Information for parents
The flu is not just a bad cold. Children who get the flu often need medical care, especially if they're younger than 5.
- Each year about 20,000 children younger than 5 become so sick from the flu they need hospital care.
- Every year children die from the flu.
- Severe flu complications are most common in children younger than 2.
- Children with chronic health problems like asthma or diabetes are at high risk for serious flu complications.
- Children catch the flu at higher rates than any other age group.
Some children are at higher risk for serious flu-related complications.
1. Children younger than 6 months old.
The flu vaccine is not approved for babies younger than six months old. The best way to protect them is to make sure everyone in the household gets the flu vaccine.
2. Children younger than 5.
Children six months to five years are more likely to go to a doctor or the emergency room because of the flu. To protect their health, all children six months and older should get the flu vaccine each year.
3. Children older than 6 months with chronic health problems like:
- Asthma or other lung problems.
- Immune system problems.
- Kidney disease.
- Heart disease.
- Sickle cell anemia.
- Long-term aspirin therapy.
- Spinal cord problems.
- Seizure disorders.
- Other brain problems.
4. American Indian and Alaska Native children.
These children are more at risk for flu complications. We don’t know why.
Influenza vaccination recommendations
The best way to protect children from the flu is to get the influenza vaccine each year.
Check the children’s immunization calendar on our website to find free immunization sites in the community.
Centers for Disease Control and Prevention (CDC) recommends everyone older than 6 months of age get the flu vaccine. To learn more about this year's flu vaccine, visit the CDC's flu page.
Many studies show immune systems of children respond very well to flu vaccine.
When we vaccinate children for the flu, we can help protect everyone in the community.
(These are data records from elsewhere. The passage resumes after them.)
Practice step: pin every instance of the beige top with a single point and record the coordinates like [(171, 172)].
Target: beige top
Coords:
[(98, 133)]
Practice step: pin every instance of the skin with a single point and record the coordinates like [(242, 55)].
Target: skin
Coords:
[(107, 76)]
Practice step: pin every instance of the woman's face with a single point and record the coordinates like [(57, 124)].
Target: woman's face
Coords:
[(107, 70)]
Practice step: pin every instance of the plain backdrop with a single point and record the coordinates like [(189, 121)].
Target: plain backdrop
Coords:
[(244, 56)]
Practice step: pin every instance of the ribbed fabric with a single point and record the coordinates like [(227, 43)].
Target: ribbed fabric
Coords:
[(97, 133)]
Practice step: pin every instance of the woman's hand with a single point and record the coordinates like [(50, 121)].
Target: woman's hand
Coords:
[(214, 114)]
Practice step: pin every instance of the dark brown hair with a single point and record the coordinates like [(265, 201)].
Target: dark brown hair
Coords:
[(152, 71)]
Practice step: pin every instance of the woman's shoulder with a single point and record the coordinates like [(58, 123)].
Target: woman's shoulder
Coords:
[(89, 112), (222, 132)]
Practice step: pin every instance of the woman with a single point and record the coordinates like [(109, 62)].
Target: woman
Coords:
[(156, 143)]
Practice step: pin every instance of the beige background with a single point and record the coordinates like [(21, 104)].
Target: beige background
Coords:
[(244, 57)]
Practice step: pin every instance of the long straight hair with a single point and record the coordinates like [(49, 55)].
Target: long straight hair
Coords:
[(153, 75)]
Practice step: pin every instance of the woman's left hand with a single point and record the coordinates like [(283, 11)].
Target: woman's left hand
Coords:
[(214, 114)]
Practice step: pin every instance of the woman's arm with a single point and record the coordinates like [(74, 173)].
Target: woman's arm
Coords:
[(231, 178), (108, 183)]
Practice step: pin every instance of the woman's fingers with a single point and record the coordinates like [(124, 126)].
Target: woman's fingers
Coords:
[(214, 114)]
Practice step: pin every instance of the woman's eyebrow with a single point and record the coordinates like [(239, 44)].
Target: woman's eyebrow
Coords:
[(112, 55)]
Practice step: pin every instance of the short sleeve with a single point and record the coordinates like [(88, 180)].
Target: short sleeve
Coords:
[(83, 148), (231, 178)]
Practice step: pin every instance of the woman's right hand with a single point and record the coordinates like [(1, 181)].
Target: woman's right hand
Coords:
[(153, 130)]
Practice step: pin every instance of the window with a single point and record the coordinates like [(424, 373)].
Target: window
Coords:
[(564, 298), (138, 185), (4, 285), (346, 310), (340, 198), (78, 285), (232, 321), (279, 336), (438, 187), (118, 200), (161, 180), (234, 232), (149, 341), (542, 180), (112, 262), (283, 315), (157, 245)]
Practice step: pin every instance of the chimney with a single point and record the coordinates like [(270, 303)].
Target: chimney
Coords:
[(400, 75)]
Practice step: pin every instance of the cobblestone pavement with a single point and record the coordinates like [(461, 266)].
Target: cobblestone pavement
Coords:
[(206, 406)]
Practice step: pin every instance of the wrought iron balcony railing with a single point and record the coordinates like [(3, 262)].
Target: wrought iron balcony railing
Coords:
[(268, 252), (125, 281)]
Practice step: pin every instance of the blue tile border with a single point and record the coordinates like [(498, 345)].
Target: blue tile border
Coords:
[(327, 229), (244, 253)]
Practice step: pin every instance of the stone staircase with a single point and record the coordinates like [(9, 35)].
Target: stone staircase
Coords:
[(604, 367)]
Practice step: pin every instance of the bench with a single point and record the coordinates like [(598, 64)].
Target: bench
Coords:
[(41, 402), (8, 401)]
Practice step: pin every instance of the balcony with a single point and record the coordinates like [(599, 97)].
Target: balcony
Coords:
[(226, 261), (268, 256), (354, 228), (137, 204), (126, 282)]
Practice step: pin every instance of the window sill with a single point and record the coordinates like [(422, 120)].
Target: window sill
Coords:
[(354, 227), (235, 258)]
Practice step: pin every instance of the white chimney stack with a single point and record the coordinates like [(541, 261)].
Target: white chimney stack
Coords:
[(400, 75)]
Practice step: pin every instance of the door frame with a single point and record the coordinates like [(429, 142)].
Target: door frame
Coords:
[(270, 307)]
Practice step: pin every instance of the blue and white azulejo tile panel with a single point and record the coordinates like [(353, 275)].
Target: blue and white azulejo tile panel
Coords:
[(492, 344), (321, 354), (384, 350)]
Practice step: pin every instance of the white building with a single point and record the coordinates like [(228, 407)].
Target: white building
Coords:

Most children who are allergic to eggs can still safely get a flu vaccine. Talk to your healthcare provider or call us at (253) 798-6410.
Nasal spray flu vaccine
The nasal spray flu vaccine (FluMist) is available this season and is included in the current CDC Advisory Committee on Immunization Practices (ACIP) recommendations.
People who have contact with children also need the flu vaccine.
- People who live with children younger than 5.
- Childcare providers, teachers and nannies of children younger than 5.
- People who have contact with children of any age who have a chronic health problem.
- Healthcare workers.
When to get vaccinated
Children need a flu shot every year. Children can get the vaccine as soon as it becomes available. It's best to get the vaccine before flu starts spreading. It's not too late to get a flu shot later in the season.
Flu vaccine safety
The flu shot has an excellent safety record. Over the years, millions of Americans have received the flu vaccine.
Most common side effects are mild, like soreness, redness, tenderness or swelling at the site of the shot. Serious allergic reactions can occur, but are very rare. Vaccine safety is continually monitored. Visit the CDC Vaccine Safety page for more information.
What if my child has never had the flu vaccine?
Children younger than 9 who haven’t received 2 doses of flu vaccine in their lifetime will need 2 doses this season. If possible, they should get the first dose as soon as the vaccine becomes available.
Medications to treat flu in children
Medications are available to treat children 2 weeks and older who get the flu and are recommended for high-risk children and those hospitalized with the flu. If possible, start treatment within 2 days after becoming sick.
If your child develops a fever or respiratory symptoms during flu season, contact their doctor right away. Don't give aspirin to children with flu-like symptoms.